Regexp (slightly OT)
mikea
mikea at MIKEA.ATH.CX
Wed Sep 28 16:19:21 IST 2005
On Wed, Sep 28, 2005 at 11:09:47AM +1000, Peter Russell wrote:
> I have had a need to start making my own custom rules for SA. Seems like
> most people can already do this easily, but i kept making typos and
> having issues making them work without retrying a few times.
>
> Does anyone use any kind of validator, other than thier live system or
> lint, to see if thier regexp are failing and if so where?
>
> I found
> http://desktopengineer.com/home/all_articles/free_regular_expression_tester
> this tool that does a fair job, but its not a linux shell tool and its
> almost too overwhelming.
>
> Anyone got any ideas on a shell tool that can do a similar job?
I built an _extremely_ quick-and-dirty Perl script to help me
build rules.
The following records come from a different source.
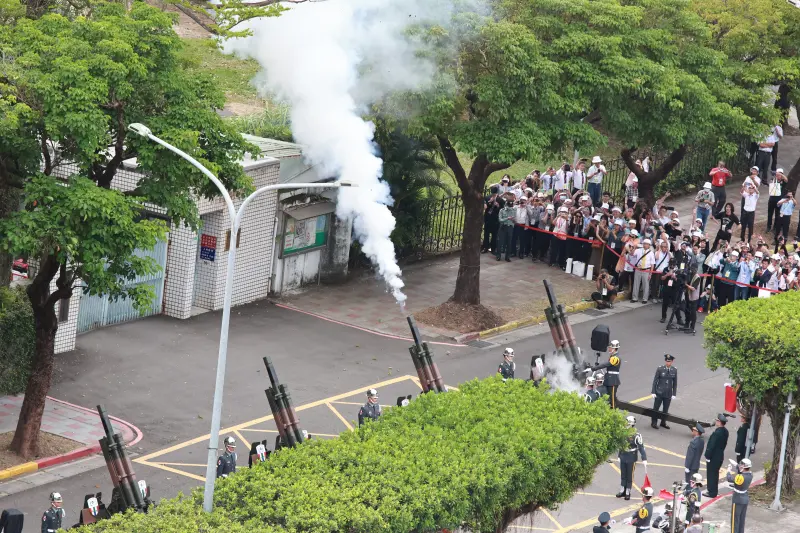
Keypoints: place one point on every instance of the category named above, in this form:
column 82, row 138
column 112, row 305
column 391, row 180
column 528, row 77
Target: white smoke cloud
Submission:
column 329, row 61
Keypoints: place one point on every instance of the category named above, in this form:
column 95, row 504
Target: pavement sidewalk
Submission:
column 66, row 420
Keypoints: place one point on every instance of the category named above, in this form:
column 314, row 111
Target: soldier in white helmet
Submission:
column 226, row 464
column 51, row 519
column 507, row 367
column 627, row 459
column 370, row 410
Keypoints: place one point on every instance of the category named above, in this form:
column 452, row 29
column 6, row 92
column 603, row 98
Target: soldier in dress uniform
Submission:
column 226, row 464
column 371, row 409
column 642, row 517
column 613, row 364
column 591, row 394
column 627, row 460
column 694, row 452
column 665, row 389
column 507, row 367
column 51, row 519
column 741, row 498
column 693, row 495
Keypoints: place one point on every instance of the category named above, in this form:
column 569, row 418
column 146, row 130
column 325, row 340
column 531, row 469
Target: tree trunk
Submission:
column 649, row 180
column 468, row 282
column 26, row 437
column 777, row 413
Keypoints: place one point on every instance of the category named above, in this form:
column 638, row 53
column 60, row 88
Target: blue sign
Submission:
column 207, row 253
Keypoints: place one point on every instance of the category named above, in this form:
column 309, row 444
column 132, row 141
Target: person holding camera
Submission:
column 606, row 290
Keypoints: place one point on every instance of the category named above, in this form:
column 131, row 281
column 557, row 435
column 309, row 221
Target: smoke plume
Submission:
column 329, row 61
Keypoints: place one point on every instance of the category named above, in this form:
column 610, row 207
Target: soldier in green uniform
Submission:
column 692, row 493
column 741, row 498
column 664, row 390
column 51, row 519
column 627, row 460
column 507, row 367
column 612, row 366
column 226, row 464
column 642, row 517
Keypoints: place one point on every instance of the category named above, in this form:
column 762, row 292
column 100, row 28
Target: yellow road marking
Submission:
column 662, row 450
column 338, row 414
column 244, row 425
column 173, row 470
column 553, row 520
column 615, row 467
column 241, row 438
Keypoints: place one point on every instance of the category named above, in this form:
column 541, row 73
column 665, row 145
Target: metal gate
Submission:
column 98, row 311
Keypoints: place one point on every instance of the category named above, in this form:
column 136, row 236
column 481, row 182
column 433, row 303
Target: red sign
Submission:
column 208, row 241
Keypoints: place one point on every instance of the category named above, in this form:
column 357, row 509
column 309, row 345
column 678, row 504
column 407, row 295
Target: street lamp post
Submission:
column 236, row 219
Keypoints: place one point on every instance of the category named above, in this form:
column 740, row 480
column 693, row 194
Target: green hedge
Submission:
column 17, row 339
column 465, row 457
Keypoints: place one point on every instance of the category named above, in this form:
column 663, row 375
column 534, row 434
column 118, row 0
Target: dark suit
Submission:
column 715, row 455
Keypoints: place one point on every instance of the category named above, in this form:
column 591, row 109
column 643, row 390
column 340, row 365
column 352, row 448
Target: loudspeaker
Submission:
column 601, row 337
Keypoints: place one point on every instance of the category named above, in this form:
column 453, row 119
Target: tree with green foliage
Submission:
column 543, row 74
column 412, row 168
column 758, row 340
column 476, row 458
column 73, row 86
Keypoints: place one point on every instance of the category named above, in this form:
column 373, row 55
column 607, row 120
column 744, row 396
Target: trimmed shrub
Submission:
column 478, row 457
column 17, row 340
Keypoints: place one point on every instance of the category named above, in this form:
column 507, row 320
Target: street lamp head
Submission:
column 140, row 129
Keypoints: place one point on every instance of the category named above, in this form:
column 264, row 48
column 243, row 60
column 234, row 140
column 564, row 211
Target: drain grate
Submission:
column 594, row 312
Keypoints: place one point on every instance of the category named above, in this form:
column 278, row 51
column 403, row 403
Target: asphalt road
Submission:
column 158, row 374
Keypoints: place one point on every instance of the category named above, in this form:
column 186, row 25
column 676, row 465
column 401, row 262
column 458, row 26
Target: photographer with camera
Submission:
column 606, row 290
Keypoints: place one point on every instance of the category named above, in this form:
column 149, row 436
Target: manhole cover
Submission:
column 480, row 344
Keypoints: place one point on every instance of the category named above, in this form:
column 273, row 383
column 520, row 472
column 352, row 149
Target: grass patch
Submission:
column 230, row 73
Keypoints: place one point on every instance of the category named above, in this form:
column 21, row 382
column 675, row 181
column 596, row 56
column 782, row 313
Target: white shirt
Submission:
column 750, row 201
column 561, row 179
column 597, row 172
column 578, row 179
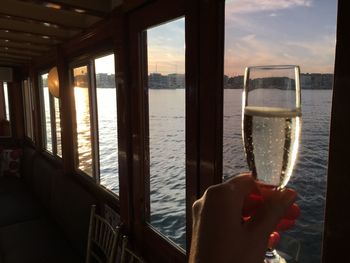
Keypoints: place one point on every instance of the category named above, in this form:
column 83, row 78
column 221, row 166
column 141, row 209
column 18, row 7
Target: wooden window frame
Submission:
column 204, row 44
column 52, row 110
column 89, row 61
column 28, row 106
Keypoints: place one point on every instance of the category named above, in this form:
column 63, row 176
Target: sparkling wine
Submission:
column 271, row 140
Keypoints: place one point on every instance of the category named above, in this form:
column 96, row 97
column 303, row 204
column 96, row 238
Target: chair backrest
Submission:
column 128, row 256
column 102, row 240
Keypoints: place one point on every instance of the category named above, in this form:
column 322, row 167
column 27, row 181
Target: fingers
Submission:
column 275, row 206
column 242, row 184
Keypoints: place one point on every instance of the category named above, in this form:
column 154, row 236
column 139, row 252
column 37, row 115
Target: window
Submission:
column 51, row 123
column 83, row 119
column 96, row 121
column 166, row 129
column 28, row 108
column 276, row 32
column 107, row 122
column 5, row 127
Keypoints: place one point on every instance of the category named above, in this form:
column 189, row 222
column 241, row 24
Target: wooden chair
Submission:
column 127, row 255
column 102, row 240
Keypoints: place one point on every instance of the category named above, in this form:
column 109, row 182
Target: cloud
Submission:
column 250, row 6
column 315, row 55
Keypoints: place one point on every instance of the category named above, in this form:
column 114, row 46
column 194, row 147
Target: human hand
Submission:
column 220, row 235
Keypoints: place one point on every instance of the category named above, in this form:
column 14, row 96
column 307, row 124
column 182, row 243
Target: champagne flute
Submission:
column 271, row 123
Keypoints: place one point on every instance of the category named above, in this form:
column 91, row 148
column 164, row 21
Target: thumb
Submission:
column 274, row 207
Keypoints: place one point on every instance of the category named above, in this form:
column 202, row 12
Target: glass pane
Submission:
column 286, row 32
column 28, row 109
column 82, row 111
column 107, row 122
column 46, row 114
column 5, row 126
column 166, row 83
column 58, row 126
column 7, row 105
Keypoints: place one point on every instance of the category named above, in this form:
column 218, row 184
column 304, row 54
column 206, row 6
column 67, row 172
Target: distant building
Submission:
column 170, row 81
column 307, row 81
column 316, row 81
column 176, row 81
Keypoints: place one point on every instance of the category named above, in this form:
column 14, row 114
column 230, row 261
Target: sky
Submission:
column 266, row 32
column 257, row 32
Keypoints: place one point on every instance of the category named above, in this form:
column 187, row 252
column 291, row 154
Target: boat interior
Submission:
column 46, row 194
It's immediately below. It isn't pretty, it doesn't
do meta-rules, and it lacks any semblance of elegance, nicety, or
refinement. But it's useful.
#! /usr/bin/perl
# spmassassin rule builder
# takes type (header, body, raw, uri, etc.), name,
# pattern or string to be matched,
# description, and score,
# and writes rule
# Does *NO* parsing of patterns
# Does not run Spamassassin --lint
#
# appends rulesets to ~/buildrule.rules and
# prints them to the standard output.
# Maybe test rules using eval? Hmmmmmmm! This could be cool!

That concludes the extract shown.